The Innovation Center for U.S. Dairy, established under the leadership of dairy farmers, recognizes dairy farms, businesses and partnerships whose practices improve the well-being of people, animals and the planet. The award winners represent dairy’s commitment to sustainability, demonstrating how transparency and ingenuity lead to sustainable and scalable practices that benefit their businesses, communities and the environment.
“Rosy-Lane Holsteins exemplifies our industry’s commitment to sustainability,” says Patrick Geoghegan, executive vice president of industry relations for Dairy Farmers of Wisconsin. “They demonstrate that caring for the environment, our cows and our communities is what dairy farmers stand for every day. These are the stories that are important to today’s consumer and matter to the future of our industry.”
Rosy-Lane’s emphasis on cow health started with incorporating cattle genetic technologies more than 25 years ago, breeding cows that live longer and are less susceptible to disease and illness. Genetics also helps the farm work toward its goal of producing 1.7 pounds of milk for every 1 pound of feed for the milking herd. The average U.S. dairy farm attains about 1.5 pounds of milk, according to Cornell University.
Another benefit of Rosy-Lane’s genetics program is the farm has not used antibiotics on its milking herd for more than seven years, and a veterinarian is rarely called to treat a sick animal.
“It’s really no different than a family of humans that live a long, healthy life,” Lloyd Holterman says. “Good genetics allow us to have a healthy family of cows that has the ability to ward off illness and disease. The breeding decisions we made have paid off.”
The dairy’s commitment to sustainability is ingrained in the farm’s everyday philosophy with its 20 employees.
“We’re strong on setting protocols about the environment, our cows and our people, and then making sure everyone is in alignment,” Daphne Holterman says. “As a team, we work to get better every day.”
The farm’s environmental stewardship is evident through several examples. Water is used three times before it is mixed with cow manure and applied to fields to nourish the alfalfa and corn crops that feed the cows. The farm added the infrastructure to store and process corn at the farm, minimizing waste and the need for it to be hauled in from outside the dairy.
Standout in dairy industry
“Numerous dairy farmers are deserving of recognition for a commitment to sustainability. Rosy-Lane is a clear standout among them. Daphne, Lloyd, Tim and Jordan and the rest of their team epitomize the dedication of farmers to their animals, their employees, their community and our natural resources. And, with all they have achieved, their passion to continuously improve is as strong as ever,” says Tim Trotter, executive director of Edge Dairy Farmer Cooperative, who submitted the nomination. “We could not be prouder to be associated with such an extraordinary representative of the dairy community.”

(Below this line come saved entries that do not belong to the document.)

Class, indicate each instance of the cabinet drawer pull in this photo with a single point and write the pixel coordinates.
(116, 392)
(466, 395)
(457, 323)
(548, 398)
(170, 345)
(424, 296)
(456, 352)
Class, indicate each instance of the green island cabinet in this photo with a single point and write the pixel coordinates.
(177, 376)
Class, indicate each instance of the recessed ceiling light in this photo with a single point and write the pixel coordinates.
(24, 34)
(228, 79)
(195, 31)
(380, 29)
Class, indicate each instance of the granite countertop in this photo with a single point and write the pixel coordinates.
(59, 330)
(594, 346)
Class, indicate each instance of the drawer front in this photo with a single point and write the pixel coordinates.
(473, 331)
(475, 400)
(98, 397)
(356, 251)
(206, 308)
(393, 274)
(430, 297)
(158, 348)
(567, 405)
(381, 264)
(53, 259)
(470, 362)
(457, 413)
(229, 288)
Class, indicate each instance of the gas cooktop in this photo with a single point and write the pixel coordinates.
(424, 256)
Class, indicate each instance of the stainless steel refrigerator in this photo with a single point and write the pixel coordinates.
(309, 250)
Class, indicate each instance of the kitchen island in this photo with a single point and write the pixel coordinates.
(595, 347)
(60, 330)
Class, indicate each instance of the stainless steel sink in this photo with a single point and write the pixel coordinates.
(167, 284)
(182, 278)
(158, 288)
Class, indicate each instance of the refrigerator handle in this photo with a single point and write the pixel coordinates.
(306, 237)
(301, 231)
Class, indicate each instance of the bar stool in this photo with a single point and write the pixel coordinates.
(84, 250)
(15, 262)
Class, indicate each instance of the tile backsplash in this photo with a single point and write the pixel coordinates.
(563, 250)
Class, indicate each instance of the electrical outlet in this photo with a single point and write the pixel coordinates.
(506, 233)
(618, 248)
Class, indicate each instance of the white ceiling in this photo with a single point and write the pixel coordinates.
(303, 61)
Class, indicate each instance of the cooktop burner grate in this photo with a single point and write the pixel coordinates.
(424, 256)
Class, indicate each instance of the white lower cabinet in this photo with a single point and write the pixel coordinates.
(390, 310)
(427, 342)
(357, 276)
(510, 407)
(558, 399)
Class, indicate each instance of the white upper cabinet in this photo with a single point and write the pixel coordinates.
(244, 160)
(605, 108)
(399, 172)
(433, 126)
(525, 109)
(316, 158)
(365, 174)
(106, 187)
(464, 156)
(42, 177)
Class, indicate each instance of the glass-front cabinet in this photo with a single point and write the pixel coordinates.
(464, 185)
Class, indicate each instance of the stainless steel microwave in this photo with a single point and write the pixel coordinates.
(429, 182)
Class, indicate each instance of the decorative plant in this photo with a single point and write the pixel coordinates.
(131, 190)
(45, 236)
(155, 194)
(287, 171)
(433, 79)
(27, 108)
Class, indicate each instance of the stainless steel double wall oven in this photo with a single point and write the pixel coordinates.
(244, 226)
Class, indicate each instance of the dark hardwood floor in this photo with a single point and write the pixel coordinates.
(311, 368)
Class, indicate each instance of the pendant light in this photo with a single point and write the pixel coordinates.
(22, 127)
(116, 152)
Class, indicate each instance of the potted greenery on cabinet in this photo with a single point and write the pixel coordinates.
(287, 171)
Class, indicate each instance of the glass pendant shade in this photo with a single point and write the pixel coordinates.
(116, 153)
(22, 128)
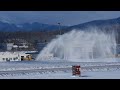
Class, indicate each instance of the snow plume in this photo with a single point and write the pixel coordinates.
(87, 45)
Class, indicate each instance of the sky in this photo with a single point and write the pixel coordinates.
(67, 18)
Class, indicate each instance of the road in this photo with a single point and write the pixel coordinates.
(65, 69)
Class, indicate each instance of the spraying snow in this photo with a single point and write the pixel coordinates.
(81, 46)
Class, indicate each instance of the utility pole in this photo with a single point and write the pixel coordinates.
(59, 28)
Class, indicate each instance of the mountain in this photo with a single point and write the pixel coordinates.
(96, 23)
(35, 26)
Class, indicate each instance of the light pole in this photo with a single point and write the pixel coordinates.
(59, 28)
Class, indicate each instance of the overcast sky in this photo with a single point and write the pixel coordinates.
(68, 18)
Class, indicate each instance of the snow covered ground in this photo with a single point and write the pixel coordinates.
(58, 70)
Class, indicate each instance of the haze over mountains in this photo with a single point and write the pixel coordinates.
(36, 26)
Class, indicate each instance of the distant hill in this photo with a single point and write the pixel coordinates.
(35, 26)
(96, 23)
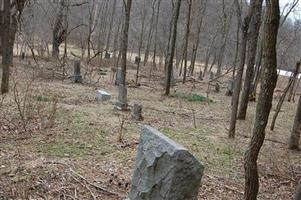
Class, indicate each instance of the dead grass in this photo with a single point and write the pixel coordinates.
(84, 138)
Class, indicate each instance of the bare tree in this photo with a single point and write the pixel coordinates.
(294, 141)
(282, 98)
(265, 99)
(187, 32)
(171, 47)
(240, 70)
(11, 16)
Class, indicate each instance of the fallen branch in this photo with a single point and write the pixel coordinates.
(83, 178)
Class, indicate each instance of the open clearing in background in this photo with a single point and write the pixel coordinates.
(81, 149)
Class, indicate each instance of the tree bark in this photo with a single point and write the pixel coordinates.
(124, 41)
(171, 49)
(264, 101)
(298, 192)
(240, 70)
(197, 42)
(187, 32)
(252, 47)
(294, 141)
(282, 98)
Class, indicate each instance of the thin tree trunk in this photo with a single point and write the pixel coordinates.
(187, 32)
(140, 41)
(197, 42)
(294, 141)
(124, 41)
(252, 47)
(264, 101)
(7, 47)
(240, 70)
(150, 34)
(297, 195)
(111, 25)
(282, 98)
(172, 45)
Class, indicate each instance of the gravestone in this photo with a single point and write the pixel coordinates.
(102, 95)
(201, 76)
(107, 55)
(118, 76)
(137, 112)
(211, 76)
(137, 60)
(217, 88)
(164, 170)
(230, 87)
(121, 103)
(77, 74)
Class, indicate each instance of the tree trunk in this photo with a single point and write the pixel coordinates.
(282, 98)
(252, 47)
(124, 41)
(294, 141)
(171, 49)
(111, 25)
(196, 45)
(240, 70)
(154, 66)
(7, 47)
(264, 101)
(187, 32)
(140, 42)
(298, 192)
(150, 34)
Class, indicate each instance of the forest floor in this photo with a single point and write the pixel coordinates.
(58, 142)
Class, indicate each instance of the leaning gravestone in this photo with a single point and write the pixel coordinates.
(230, 87)
(164, 170)
(77, 74)
(137, 112)
(121, 103)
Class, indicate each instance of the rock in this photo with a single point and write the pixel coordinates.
(164, 170)
(230, 87)
(217, 88)
(211, 76)
(77, 74)
(137, 112)
(102, 95)
(121, 103)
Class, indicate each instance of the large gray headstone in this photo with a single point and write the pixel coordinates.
(164, 170)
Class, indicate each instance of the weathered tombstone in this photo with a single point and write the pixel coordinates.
(107, 55)
(137, 60)
(201, 76)
(230, 87)
(164, 170)
(121, 103)
(137, 112)
(217, 88)
(102, 95)
(77, 74)
(211, 76)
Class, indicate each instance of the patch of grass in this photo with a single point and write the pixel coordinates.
(64, 149)
(192, 97)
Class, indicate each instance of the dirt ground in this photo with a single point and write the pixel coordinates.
(58, 142)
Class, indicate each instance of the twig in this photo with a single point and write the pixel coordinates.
(83, 178)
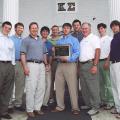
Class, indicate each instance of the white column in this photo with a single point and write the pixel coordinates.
(11, 11)
(114, 7)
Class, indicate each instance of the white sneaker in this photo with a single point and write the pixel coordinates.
(84, 107)
(93, 112)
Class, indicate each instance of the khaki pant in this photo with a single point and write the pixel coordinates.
(115, 78)
(47, 87)
(66, 72)
(7, 73)
(35, 86)
(89, 86)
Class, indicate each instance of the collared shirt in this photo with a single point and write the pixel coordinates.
(17, 43)
(74, 46)
(7, 49)
(54, 41)
(88, 45)
(33, 48)
(105, 42)
(115, 48)
(78, 35)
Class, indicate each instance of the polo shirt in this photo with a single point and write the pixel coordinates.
(88, 45)
(33, 48)
(115, 48)
(105, 42)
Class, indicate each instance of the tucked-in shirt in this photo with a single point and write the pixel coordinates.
(105, 42)
(33, 48)
(17, 43)
(74, 46)
(78, 35)
(7, 49)
(49, 47)
(115, 48)
(88, 45)
(53, 41)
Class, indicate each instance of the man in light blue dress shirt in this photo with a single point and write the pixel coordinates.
(19, 74)
(67, 71)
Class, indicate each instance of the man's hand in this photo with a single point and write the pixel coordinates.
(106, 65)
(63, 58)
(26, 71)
(93, 69)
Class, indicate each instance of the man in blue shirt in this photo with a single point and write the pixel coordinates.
(67, 71)
(44, 33)
(19, 74)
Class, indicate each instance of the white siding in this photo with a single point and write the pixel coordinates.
(44, 12)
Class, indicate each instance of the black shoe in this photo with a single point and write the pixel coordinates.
(20, 109)
(6, 116)
(10, 110)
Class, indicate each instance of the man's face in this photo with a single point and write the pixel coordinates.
(77, 27)
(115, 29)
(55, 31)
(34, 30)
(102, 31)
(19, 30)
(66, 30)
(86, 30)
(6, 29)
(44, 34)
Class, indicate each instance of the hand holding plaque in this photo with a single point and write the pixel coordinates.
(62, 51)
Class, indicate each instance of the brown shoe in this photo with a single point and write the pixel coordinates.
(75, 112)
(30, 114)
(58, 109)
(37, 112)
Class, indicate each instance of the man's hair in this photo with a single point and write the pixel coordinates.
(115, 22)
(76, 20)
(33, 23)
(45, 28)
(19, 24)
(6, 23)
(87, 24)
(55, 26)
(101, 25)
(67, 25)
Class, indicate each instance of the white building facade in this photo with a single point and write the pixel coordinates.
(45, 12)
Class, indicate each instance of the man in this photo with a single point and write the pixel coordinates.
(7, 62)
(115, 65)
(54, 37)
(67, 71)
(104, 74)
(44, 33)
(19, 74)
(89, 58)
(77, 30)
(33, 58)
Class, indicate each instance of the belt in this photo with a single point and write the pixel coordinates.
(5, 61)
(35, 61)
(103, 59)
(86, 61)
(115, 61)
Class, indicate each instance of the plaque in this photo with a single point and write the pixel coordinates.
(62, 50)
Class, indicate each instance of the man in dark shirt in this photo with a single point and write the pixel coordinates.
(115, 65)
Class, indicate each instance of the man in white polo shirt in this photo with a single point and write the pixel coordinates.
(104, 71)
(89, 57)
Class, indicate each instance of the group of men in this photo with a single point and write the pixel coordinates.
(29, 65)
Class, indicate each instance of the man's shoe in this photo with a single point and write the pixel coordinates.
(37, 112)
(31, 114)
(20, 108)
(6, 116)
(85, 107)
(93, 112)
(75, 112)
(10, 110)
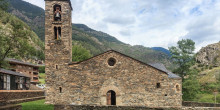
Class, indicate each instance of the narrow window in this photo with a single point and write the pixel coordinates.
(177, 88)
(60, 88)
(55, 33)
(59, 33)
(57, 12)
(158, 85)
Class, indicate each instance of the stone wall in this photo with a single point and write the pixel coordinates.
(58, 53)
(198, 104)
(13, 96)
(87, 107)
(88, 82)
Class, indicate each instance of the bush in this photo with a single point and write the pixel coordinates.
(42, 69)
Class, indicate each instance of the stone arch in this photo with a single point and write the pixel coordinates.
(110, 85)
(57, 15)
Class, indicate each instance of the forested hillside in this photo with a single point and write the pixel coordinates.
(17, 40)
(95, 41)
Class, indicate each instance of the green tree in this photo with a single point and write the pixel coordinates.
(13, 41)
(191, 86)
(79, 53)
(3, 5)
(183, 55)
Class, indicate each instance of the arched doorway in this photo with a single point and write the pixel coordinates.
(111, 97)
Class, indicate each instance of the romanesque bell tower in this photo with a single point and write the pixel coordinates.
(58, 47)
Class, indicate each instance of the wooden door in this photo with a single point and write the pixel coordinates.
(109, 98)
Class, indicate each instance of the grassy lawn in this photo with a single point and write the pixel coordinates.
(36, 105)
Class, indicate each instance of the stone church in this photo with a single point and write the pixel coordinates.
(110, 78)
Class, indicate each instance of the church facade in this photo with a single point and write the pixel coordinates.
(110, 78)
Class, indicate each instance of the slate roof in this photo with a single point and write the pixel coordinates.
(20, 62)
(157, 66)
(11, 72)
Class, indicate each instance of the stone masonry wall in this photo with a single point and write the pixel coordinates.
(134, 83)
(58, 53)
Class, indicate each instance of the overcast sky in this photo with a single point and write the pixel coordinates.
(151, 23)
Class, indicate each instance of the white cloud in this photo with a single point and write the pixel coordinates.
(150, 22)
(39, 3)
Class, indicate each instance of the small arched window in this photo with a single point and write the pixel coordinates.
(57, 33)
(177, 88)
(111, 97)
(57, 12)
(60, 89)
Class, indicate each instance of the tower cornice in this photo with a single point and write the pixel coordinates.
(63, 0)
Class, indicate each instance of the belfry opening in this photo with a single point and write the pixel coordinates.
(111, 97)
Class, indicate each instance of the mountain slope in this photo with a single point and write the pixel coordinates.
(33, 45)
(31, 14)
(208, 63)
(95, 41)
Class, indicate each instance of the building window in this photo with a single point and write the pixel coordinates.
(177, 88)
(60, 88)
(57, 33)
(158, 85)
(111, 97)
(57, 12)
(111, 61)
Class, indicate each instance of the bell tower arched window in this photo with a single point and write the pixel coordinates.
(57, 33)
(57, 12)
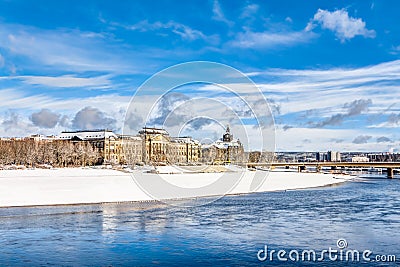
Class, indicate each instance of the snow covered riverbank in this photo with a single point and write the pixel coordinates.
(83, 185)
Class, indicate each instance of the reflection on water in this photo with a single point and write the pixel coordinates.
(228, 232)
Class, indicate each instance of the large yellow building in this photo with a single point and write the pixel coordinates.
(160, 147)
(225, 150)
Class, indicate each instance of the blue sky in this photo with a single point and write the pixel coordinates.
(330, 69)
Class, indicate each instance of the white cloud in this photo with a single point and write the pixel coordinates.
(219, 15)
(68, 50)
(250, 39)
(249, 11)
(68, 81)
(344, 27)
(2, 61)
(184, 31)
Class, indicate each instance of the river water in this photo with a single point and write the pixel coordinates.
(228, 232)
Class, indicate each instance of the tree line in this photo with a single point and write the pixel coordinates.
(60, 153)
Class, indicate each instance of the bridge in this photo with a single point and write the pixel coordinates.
(301, 166)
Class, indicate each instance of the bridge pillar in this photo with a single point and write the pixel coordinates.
(301, 168)
(390, 172)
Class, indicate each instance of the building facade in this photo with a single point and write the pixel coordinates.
(160, 147)
(225, 150)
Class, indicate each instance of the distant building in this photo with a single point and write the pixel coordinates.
(359, 159)
(225, 150)
(160, 147)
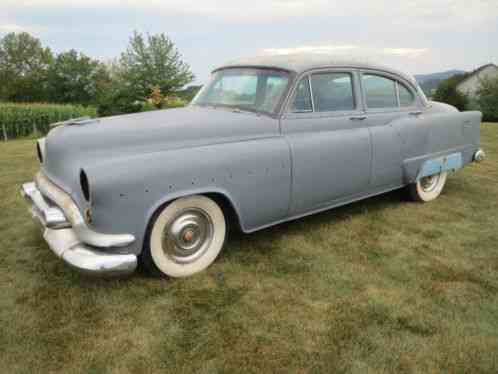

The farm team hosts an average of two tours per week, where they explain their sustainability efforts in layman’s terms. Every tour ends with cheese from Saputo, where the farm’s milk is shipped, to help connect the dots from farm to fork. The farm also hosts hundreds of international visitors annually during World Dairy Expo and throughout the year.
Rosy-Lane Holsteins is a member of the local Chamber of Commerce, and team members are often asked to speak to local and international groups to share their philosophies and accomplishments.
Judges evaluated dozens of nominations for the U.S. Dairy Sustainability Awards based on economic, environmental and community impact. The independent judging panel — including experts working with and throughout the dairy community — also considered learning, innovation, scalability and replicability in every nomination.